Catalytic reduction of hexavalent chromium using flexible nanostructured poly(amic acids)

Conducting polymers can be tuned by manipulating the delocalized π electron system for chemical and electrocatalytic applications. We hereby describe the reduction of Cr(VI) to Cr(III) by flexible nanostructured conducting poly(amic acid) (PAA) in both solution phase and as a thin film on a gold electrode. Sodium borohydride was used as a reducing agent to prepare different sizes (3-20 nm) of palladium nanoparticles (PdNPs). The effects of experimental parameters such as particle size, temperature, and Cr(VI) concentration on the kinetics and efficiency of reduction process were investigated.
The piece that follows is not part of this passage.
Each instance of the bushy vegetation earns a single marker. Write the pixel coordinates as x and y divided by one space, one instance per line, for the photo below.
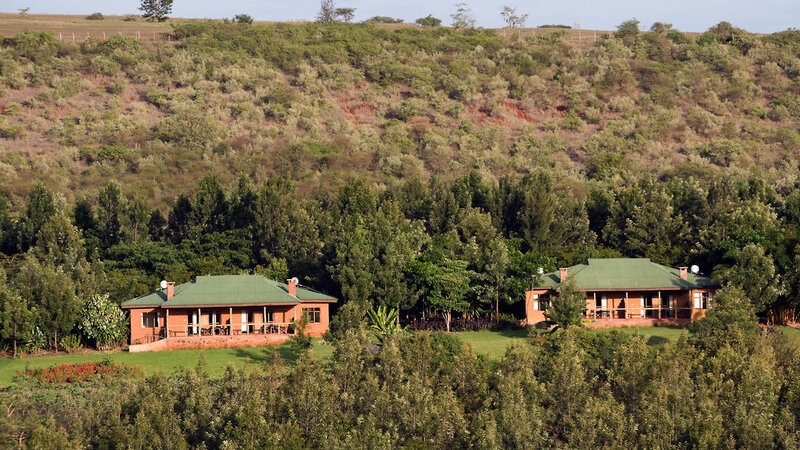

Results show that in PAA solution, Cr(VI) was efficiently reduced by 85.9% within a concentration range of 1.0 × 10^-1-1.0 × 10² mM. In the presence of PdNPs and heat (40 °C), the reduction efficiency increased to 96.6% and 99.9% respectively. When employed on a solid electrode, PAA undergoes a quasi-reversible electrochemistry in acidic media with reduction efficiency for Cr(VI) at 72.84%. The method was validated using both colorimetric and Electron Paramagnetic Resonance techniques, which confirmed the formation of Cr(III) as the product of catalytic reduction. Additional characterization conducted using transmission electron microscopy (TEM), X-ray diffraction (XRD), and X-ray photoelectron spectroscopy (XPS) confirmed that there was no significant change in Pd particle size and distributions after dispersion in PAA whereas its phase and oxidation state remained unchanged. Electrochemical characterization showed the reversible and recyclable features of PAA thus confirming its dual role as catalyst stabilizer and reducing agent. This approach provides a significant advantage over conventional methods such as bioremediation which typically require longer time for complete reduction.